Christophe Garcia est un chorégraphe français disciple de Béjart qui n’a de cesse depuis la création de sa propre compagnie de brûler les planches des scènes internationales. Avec La [Parenthèse], « un espace grand ouvert à toutes les libertés… », qu’il fonde à ses 19 ans autour du spectacle court Ah !... Mon petit rossignol… – une pièce bardée de prix prestigieux –, Garcia s’émancipe de son maitre et fait valser les conventions. Instantanément, sa compagnie devient un laboratoire où ses créations s’invitent partout, dans des musées, théâtres informels, ou des hôtels, in ou ex situ. Il ne veut en aucun cas se figer à la scène et cherche coûte que coûte le contact – même si impalpable – avec le spectateur. Il veut celui-ci ressente physiquement les danseurs et danseuses. Alors, logiquement, sa démarche s’inscrit dans des projets de plus en plus immersifs et dans la définition même de l’espèce par ce Niebo Hotel.
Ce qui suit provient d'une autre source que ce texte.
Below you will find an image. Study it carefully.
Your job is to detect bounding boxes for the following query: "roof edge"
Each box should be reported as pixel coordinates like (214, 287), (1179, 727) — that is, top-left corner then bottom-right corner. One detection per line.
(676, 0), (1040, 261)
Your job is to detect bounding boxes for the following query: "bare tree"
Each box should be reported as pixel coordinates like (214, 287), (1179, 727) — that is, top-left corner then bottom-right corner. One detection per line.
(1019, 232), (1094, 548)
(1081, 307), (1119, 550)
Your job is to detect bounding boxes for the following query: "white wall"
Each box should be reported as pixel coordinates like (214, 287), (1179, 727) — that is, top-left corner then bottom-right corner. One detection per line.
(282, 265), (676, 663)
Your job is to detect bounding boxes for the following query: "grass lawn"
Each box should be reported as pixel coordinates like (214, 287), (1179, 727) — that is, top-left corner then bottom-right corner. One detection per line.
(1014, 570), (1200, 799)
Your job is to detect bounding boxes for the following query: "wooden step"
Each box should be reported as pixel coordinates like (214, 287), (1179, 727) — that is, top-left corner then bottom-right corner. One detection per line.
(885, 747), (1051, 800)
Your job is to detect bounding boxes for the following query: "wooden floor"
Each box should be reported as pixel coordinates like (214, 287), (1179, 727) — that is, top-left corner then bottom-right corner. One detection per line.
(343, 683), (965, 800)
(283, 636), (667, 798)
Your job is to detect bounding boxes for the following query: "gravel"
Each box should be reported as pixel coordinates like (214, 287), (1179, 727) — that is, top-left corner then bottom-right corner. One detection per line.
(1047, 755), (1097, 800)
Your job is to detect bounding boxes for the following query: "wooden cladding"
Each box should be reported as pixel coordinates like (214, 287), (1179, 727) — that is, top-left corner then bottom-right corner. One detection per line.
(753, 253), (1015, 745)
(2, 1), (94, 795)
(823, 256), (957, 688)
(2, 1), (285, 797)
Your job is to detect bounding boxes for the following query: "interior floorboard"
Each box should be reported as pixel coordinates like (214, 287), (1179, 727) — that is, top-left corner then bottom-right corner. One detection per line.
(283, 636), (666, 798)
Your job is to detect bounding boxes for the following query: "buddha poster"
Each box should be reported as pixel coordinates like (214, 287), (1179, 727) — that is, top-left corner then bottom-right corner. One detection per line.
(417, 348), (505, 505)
Un jour, Christophe Garcia trouve une lettre cachée sous une vieille télévision, dans un hôtel en Pologne. C’est incontestablement le destin qui l’a guidé vers cette missive, car personne avant lui ne s’en était saisi. Sur le papier siglé de l’hôtel, il lit l’émerveillement d’une femme qui, avant lui, a passé un séjour divin en ce lieu. Ce qu’elle narre, il nous l’explique, est de l’ordre du ressenti brut, comme un sentiment pur et sincère qu’elle avait à cœur de partager au suivant, peut-être pour l’influencer ou le convaincre à son tour. De là donc, Garcia écrit Niebo Hotel, un projet qui convoque une grande humanité et où de flamboyants danseurs et danseuses font se mouvoir des fragments de vies, celles d’amoureux transits, de boursicoteurs ensauvagés, ou encore de personnes face à la nostalgie du souvenir.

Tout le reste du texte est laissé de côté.